# Filling A Solid Stainless Tank ? Suggestions ?



## hyphen (6/6/14)

Right , so I just got this Aerotank Mini and straight away put the solid stainless tank on .
I thought I wouldn't struggle feeling out how much juice to put in , without being able to see the actual level.
Any suggestions ?

I thought a pipette might be the way forward , so I can see how much juice is going in ?

Your thoughts ?


----------



## PeterHarris (6/6/14)

if your just concerned about over filling and what to know where you at at while filling, i suggest filling with a syringe. that way you take only the juice you need from your bottle and empty it into the aero mini

Reactions: Like 2


----------



## hyphen (6/6/14)

PeterHarris said:


> if your just concerned about over filling and what to know where you at at while filling, i suggest filling with a syringe. that way you take only the juice you need from your bottle and empty it into the aero mini



yeh good idea , I just didnt wanna flood the center post .

Reactions: Like 1


----------



## Rob Fisher (6/6/14)

Your confusion on the issue is so understandable... at least with the Nautilus I can see into the tank because it's so big... but with the new Aerotanks I have been using the glass tank for the very same reason... I guess the best option is to use a Syringe and measure the amount it can take and use that to fill in future! Or just take the manufacturers juice capacity listed and fire it in with a syringe.

Reactions: Like 1


----------



## Metal Liz (6/6/14)

what's the juice capacity of the new aerotank mini vs the mega?


----------



## BhavZ (6/6/14)

What I would suggest is taking a paper towel and pushing it through the centre air post. Then fill with your bottle on the side (as you would with all kanger protank and aero tank products), when the paper towel gets a bit wet then you have reached the fill limit and you wont have any juice down the centre air post

Reactions: Like 1


----------



## hyphen (6/6/14)

Metal Liz said:


> what's the juice capacity of the new aerotank mini vs the mega?

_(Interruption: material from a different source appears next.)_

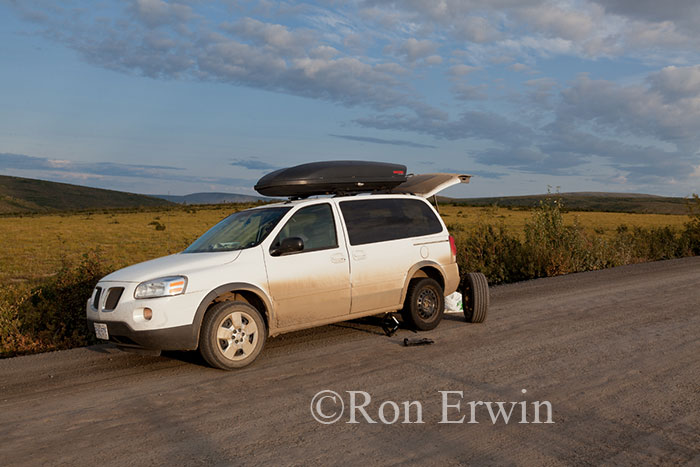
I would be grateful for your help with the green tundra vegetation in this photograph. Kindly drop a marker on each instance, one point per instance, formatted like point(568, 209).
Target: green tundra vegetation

1.5ml for the mini and 2.5ml for the Aero Tank


----------



## PeterHarris (6/6/14)

@Metal Liz 
MEGA - 3.8ml
MINI - 1.3ml

as per Kangertech site

Reactions: Like 1


----------



## Andre (6/6/14)

hyphen said:


> 1.5ml for the mini and 2.5ml for the Aero Tank


I have it as 1.3 for the Aerotank Mini and 3.8 for the Aerotank Mega?


----------



## hyphen (6/6/14)

Aerotank Mini - 1.3
Aerotank - 2.5
Aerotank Mega - 3.8


----------



## Andre (6/6/14)

What is 0.2 ml between friends, but just for the record Kangertech says 1.3 ml for the Aerotank Mini: http://www.szkanger.com/product_d1.asp?idd=106&ids=6&SortID=42&id=42&ord=100

Reactions: Funny 1 | Thanks 1


----------



## hyphen (6/6/14)

Just edited my post

Reactions: Like 1


----------



## Rob Fisher (6/6/14)

BhavZ said:


> What I would suggest is taking a paper towel and pushing it through the centre air post. Then fill with your bottle on the side (as you would with all kanger protank and aero tank products), when the paper towel gets a bit wet then you have reached the fill limit and you wont have any juice down the centre air post



What a clever idea! Nice one @BhavZ! You have done this before!


----------



## Xhale (6/6/14)

sometimes (often) the stated capacity is for the cylinder. when assembled though, there's obviously a chamber with coils and stuff taking up space, so the capacity isnt what was stated (they learned this frum the hard drive industry probably)
my tip: when I get a new tank, assemble it correctly with all bits, fill it with water till it overflows.
then take a syringe+needle and suck out as much as/all of it.
what I get in the syringe is my working capacity.

doesnt work for all tanks..some you cant remove the liquid without taking it apart again, but we make it up as we go along

Reactions: Like 3


----------



## ET (6/6/14)

clever thinking vern

Reactions: Thanks 1


----------